Since I've noticed a couple of articles about it already, I thought I'd take one for the team and go ahead and read
Why the West Rules--for Now: The Patterns of History, and What They Reveal About the Future, by Ian Morris, a professor of history at Stanford. So far, it's interesting enough, but as for unbiased insight into the true drivers of history, I think you can forget about it. Take the following not unrepresentative paragraph; after explaining why he believes that the Out of Africa theory of human evolution is the correct one, that human beings are much the same when considered as groups, and therefore that "why the West rules" cannot be explained by biological differences, Morris writes:
Racist theories grounding Western rule in biology have no basis in fact. People, in large groups, are much the same wherever we find them, and we have all inherited the same restless, inventive minds from our African ancestors. Biology by itself cannot explain why the West rules.
This passage demonstrates so much obtuseness on so many levels that one hardly knows where to begin. First of all, the opinionating. Any theory that purports to explain East-West differences on the basis of biology, according to Morris, is "racist", which I hardly need explain is a term of abuse, not science. Instead of using the more neutral "racialist" or even "biological", Morris goes for the term that means he could not possibly find the theory correct, because anyone who does is
ipso facto evil. Earlier, Morris had written that we must not reject "racist" theories because they are evil, but because they are wrong, yet he goes on to use the same loaded term throughout.
As Cochran and Harpending have pretty much conclusively shown, and contra Gould and his Marxist ilk, evolution did not stop 50,000 years ago. Therefore, the fact, if it is a fact, that Homo sapiens came out of Africa and replaced all other human lineages does not for a moment mean that no differences between human groups have not developed since then. Natch, Cochran and Harpending merit no mention in Morris's book.
Another scholar who has convincingly argued that recent human evolution is responsible for a major East-West difference, Gregory Clark, the author of A Farewell to Alms, also goes unmentioned and unindexed. Clark believes that the Industrial revolution began in England due to human biological differences. One would think that this would be of major interest to the author of a book that purports to explain the West, but alas, it is not. To include Clark's theory in his book would have meant grappling with the "racist" notion that we are not all the same.
The notion that people everywhere, or at least in the East versus the West, are
enough the same as to not matter very much would be an argument worth making. We know, for instance, that East Asian IQ averages a few points higher than white Western, and we know of many other differences, for example in sex hormone levels, aggressiveness and docility, growth and aging, and so on. Maybe at the level of civilization these aren't enough to make a difference, perhaps cultural effects override them, perhaps other explanations are out there. But Morris merely states that, since we all came from Africa, we're all much the same at the group level, and never grapples with any of this.

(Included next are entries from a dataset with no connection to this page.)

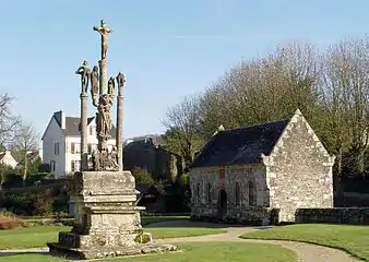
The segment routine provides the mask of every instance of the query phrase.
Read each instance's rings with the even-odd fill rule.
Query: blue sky
[[[40,133],[53,111],[79,116],[74,71],[84,59],[97,63],[92,28],[105,17],[115,31],[108,73],[127,75],[123,136],[160,133],[168,106],[204,92],[242,59],[294,39],[325,48],[364,36],[368,13],[367,0],[3,0],[0,91]]]

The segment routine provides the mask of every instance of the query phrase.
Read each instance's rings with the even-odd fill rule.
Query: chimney
[[[62,110],[57,111],[53,114],[53,117],[57,119],[60,128],[66,129],[66,112],[63,112]]]

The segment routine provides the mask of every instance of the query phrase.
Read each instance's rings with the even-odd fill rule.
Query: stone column
[[[82,92],[81,95],[81,171],[88,170],[87,152],[87,98],[88,95]]]
[[[99,70],[100,70],[100,79],[99,79],[99,85],[100,85],[100,95],[107,94],[107,83],[108,83],[108,60],[102,59],[98,61]]]
[[[122,93],[121,90],[119,90],[117,96],[117,134],[116,134],[119,171],[123,170],[123,96],[121,93]]]

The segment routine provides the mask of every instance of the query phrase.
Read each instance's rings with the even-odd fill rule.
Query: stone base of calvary
[[[71,201],[74,202],[74,226],[71,231],[60,231],[58,242],[48,242],[50,253],[67,259],[100,259],[176,251],[172,245],[155,245],[150,234],[142,230],[136,206],[134,177],[122,167],[122,87],[124,75],[119,73],[117,96],[117,144],[108,148],[111,138],[111,106],[115,97],[115,80],[107,81],[108,35],[112,29],[95,26],[102,35],[102,60],[93,71],[87,62],[76,71],[81,74],[81,171],[74,174]],[[96,114],[97,150],[93,153],[93,166],[87,158],[87,87],[91,83]],[[98,92],[99,91],[99,92]],[[99,94],[98,94],[99,93]]]

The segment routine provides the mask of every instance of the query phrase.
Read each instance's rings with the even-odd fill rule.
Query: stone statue
[[[100,159],[98,151],[94,151],[92,154],[93,170],[97,171],[100,169]]]
[[[75,71],[75,74],[81,74],[82,93],[87,93],[91,74],[90,69],[87,68],[87,61],[83,61],[82,66]]]
[[[116,82],[114,81],[114,78],[110,76],[110,79],[108,81],[108,94],[109,94],[109,96],[114,96],[115,88],[116,88]]]
[[[123,88],[124,83],[126,83],[126,76],[124,76],[124,74],[119,72],[119,74],[117,75],[116,79],[117,79],[117,83],[118,83],[118,95],[121,96],[122,95],[122,88]]]
[[[112,166],[114,168],[118,168],[119,165],[118,165],[118,162],[117,162],[117,159],[118,159],[117,146],[112,146],[110,156],[111,156],[111,158],[110,158],[110,160],[111,160],[111,166]]]
[[[97,106],[98,97],[98,67],[94,66],[91,73],[91,95],[93,97],[93,105]]]
[[[112,34],[112,29],[105,27],[105,20],[102,20],[100,26],[94,26],[94,31],[102,35],[102,59],[106,59],[106,52],[109,48],[108,35]]]
[[[109,95],[104,94],[99,97],[96,131],[100,138],[109,139],[111,135],[111,106],[112,98]]]

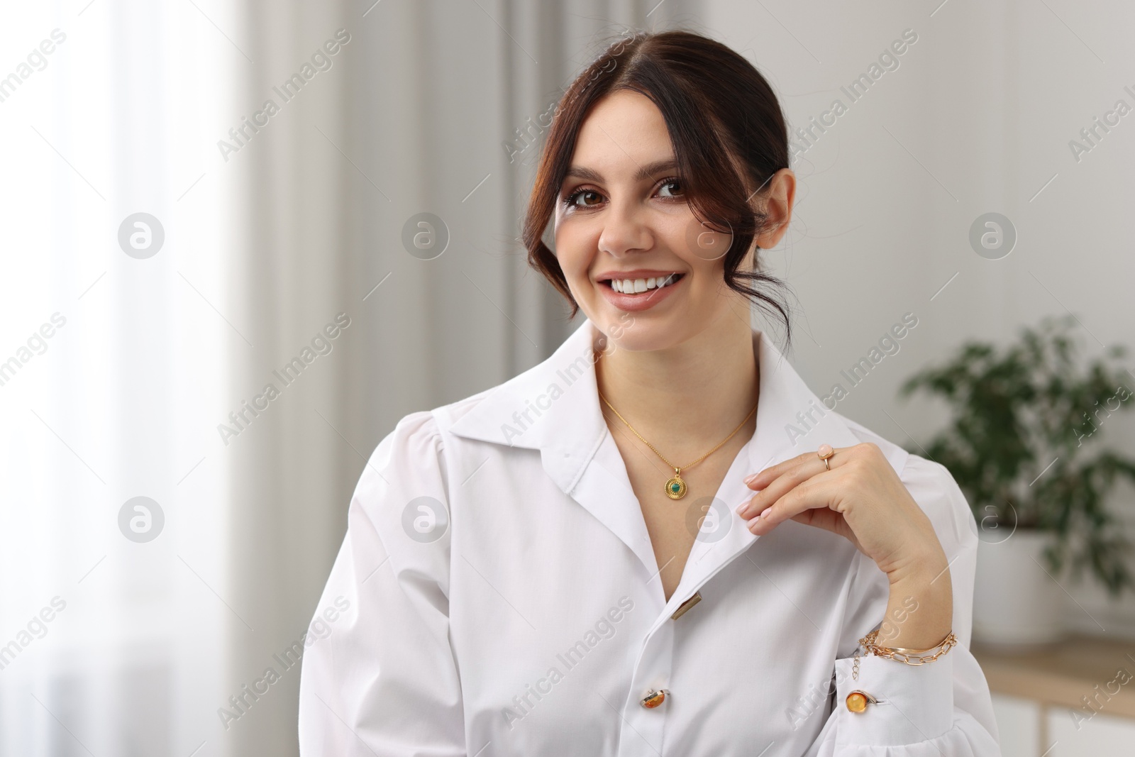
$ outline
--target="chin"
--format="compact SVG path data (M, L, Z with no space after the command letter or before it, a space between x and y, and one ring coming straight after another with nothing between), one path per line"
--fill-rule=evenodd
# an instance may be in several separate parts
M665 350L681 342L680 330L669 322L653 322L650 319L632 318L631 313L620 320L620 316L595 321L596 327L607 335L607 351L650 352Z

Then there's the PC interjection: "our African ancestors", and presumably by extension Africans in general, bequeathed us their "restless, inventive minds". Please. I get enough of this whenever I turn on the TV. It's a good thing for Morris that in his argument about East vs. West, he can safely omit any discussion of South, for explaining that would blow much of his argument to shreds.
The only mention of IQ in this book is of the Flynn Effect, which he ascribes to improved aptitudes in test-taking, but which if he knew anything about bell curves and health outcomes, would know that improved nutrition is the likelier explanation.
Morris goes at his topic much like Jared Diamond did, determined that any biological explanation will not only not get a fair hearing, but is ruled out of court to begin with. So like a modern college professor.